E' partita da Bologna l'iniziativa di Lega Serie A, Uisp, ministero del Lavoro, Aic e Sky che porte nelle scuole le vite di grandi atleti del calcio con l'obiettivo di sensibilizzare sul tema discriminazioni. A finanziare l'idea sono anche le multe commissionate alle società sportive per comportamenti razzisti
Il mondo del calcio e dello sport, in maniera trasversale e unitaria, fa squadra contro il razzismo, a favore della tolleranza e dell’integrazione. Il Calciastorie, questo il nome del progetto nazionale, ha l’obiettivo di sensibilizzare le giovani generazioni alla cultura del rispetto attraverso il racconto di storie e personaggi che hanno scritto pagine, spesso dimenticate ma meritorie, negli annali calcistici.

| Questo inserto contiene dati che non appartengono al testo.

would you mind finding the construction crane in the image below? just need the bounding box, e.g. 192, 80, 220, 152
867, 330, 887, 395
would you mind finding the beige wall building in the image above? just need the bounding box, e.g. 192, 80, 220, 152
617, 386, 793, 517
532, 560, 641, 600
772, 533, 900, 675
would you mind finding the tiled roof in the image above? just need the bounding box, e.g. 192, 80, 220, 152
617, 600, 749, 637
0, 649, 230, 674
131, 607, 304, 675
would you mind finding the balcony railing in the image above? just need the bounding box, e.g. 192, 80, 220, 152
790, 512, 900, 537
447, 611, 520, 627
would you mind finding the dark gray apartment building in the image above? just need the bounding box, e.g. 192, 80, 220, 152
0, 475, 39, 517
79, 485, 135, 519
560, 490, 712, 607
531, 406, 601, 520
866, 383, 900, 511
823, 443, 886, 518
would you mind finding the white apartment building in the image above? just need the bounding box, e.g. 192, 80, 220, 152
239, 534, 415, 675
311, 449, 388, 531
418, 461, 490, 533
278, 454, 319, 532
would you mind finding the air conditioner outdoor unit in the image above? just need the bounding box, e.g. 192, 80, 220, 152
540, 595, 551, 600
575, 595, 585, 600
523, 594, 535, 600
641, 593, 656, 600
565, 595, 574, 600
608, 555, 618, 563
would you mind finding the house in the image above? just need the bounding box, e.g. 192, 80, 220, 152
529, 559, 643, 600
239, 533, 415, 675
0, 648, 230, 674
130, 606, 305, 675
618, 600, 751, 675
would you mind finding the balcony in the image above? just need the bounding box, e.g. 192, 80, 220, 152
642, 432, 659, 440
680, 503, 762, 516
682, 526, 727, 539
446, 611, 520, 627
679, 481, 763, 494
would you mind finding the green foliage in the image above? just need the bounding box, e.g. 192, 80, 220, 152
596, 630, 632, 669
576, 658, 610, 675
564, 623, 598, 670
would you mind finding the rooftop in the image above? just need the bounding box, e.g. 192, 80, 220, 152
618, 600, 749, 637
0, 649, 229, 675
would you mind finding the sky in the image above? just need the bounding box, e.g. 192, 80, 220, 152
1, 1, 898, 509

Il Calciastorie nasce dalla collaborazione tra Lega Serie A, Uisp, Ministero del Lavoro, Aic e Sky. Partner del progetto sono le scuole secondarie di primo e secondo grado nelle città che hanno una squadra militante nella massima serie. I racconti che Il Calciastorie porterà nelle scuole sono diversi, ma tutti ugualmente importanti e formativi.
I fondi per sostenere l’iniziativa provengono naturalmente da sponsor, ma anche – e questo è sicuramente più funzionale – dalle sanzioni per comportamenti razzisti commissionate alle società sportive. Il progetto, partito da Bologna, è ambizioso: si prevede di coinvolgere direttamente tra i 600 e gli 800 adolescenti in tutta la penisola. Le squadre di Serie A, ma anche le Primavera, forniranno testimonial. I momenti di incontro saranno suddivisi in quattro step da circa due ore ciascuno; si darà un quadro del contesto migratorio, del razzismo nel mondo del calcio, della capacità e della funzione sociale che il calcio possiede, in quanto veicolo di integrazione. Si cercherà di fornire sia una conoscenza generale delle problematiche legate alla discriminazione sia specifica. Attraverso laboratori, condotti da operatori Uisp, gli adolescenti verranno stimolati a creare contenuti originali. L’idea è, poi, di utilizzare questi contenuti per imbastire una campagna pubblicitaria contro il razzismo.
Tra le storie raccontate c’è quella di Árpád Weisz che oggi possiamo raccontare grazie alla perizia storiografica di Matteo Marani che ha saputo ricostruirne la tragica parabola nel libro Dallo scudetto ad Auschwitz. Vita e morte di Arpad Weisz, allenatore ebreo. Weisz, ungherese ma di fatto bolognese, è stato un grande allenatore (uno scudetto con l’Ambrosiana e due con il Bologna) di cui, all’apice del successo, improvvisamente si perdono le tracce. Marani riempi questo vuoto, raccontando come la promulgazione delle leggi razziali condannerà Weisz e la sua famiglia ad un calvario che terminerà tragicamente ad Auschwitz.
Nelle scuole verranno raccontate anche le vite di Robert Luis La Paz e Jarbas Faustinho Cané. La Paz debutta in Serie A, nelle fila del Napoli, il 16 novembre del 1947; di origine uruguaiana è il primo calciatore di colore a calcare l’erba della massima serie. La stampa non lo tratta coi guanti e passa al vaglio tutto lo spettro degli epiteti razzisti, dal più estremo “negro” fino al più politico “mulatto” non mancando di descrivere il suo incedere con un “movenze da negretto” (così si legge in un articolo della “Gazzetta dello sport”). Se la stampa non ci va leggera i tifosi chiederanno a gran voce il suo impiego, e – almeno all’inizio – tra la tifoseria partenopea e l’uruguaiano correrà un buon feeling. Napoli è anche la città del primo allenatore di colore: Canè arriva, per volontà del Presidente Lauro, come giocatore nel 1962 e sarà allenatore nella stagione 1994/95, in coppia con il direttore tecnico, il recentemente scomparso Vujadin Boskov.
Agli alunni si parlerà anche di apartheid, prendendo come spunto la storia di Edwin Ronald Firmani, calciatore bianco nato in Sud Africa ed unico calciatore straniero a segnare nel derby della Lanterna sia con la maglia blucerchiata che con quella genoana. Una vita particolare quella di Firmani, quando nel 1955 viene acquistato dalla Sampdoria il governo sudafricano, più che farli espatriare, i bianchi cerca di farli entrare nel paese per aumentarne il numero rispetto ai nativi. L’immigrazione come fenomeno che interessa ogni individuo verrà guardata anche attraverso gli occhi di Egisto Pandolfini: per i mondiali del 1950, si imbarcò su una nave che, oltre ai suoi compagni di nazionale, portava in Brasile numerosissimi italiani decisi a risollevare le sorti delle loro esistenze.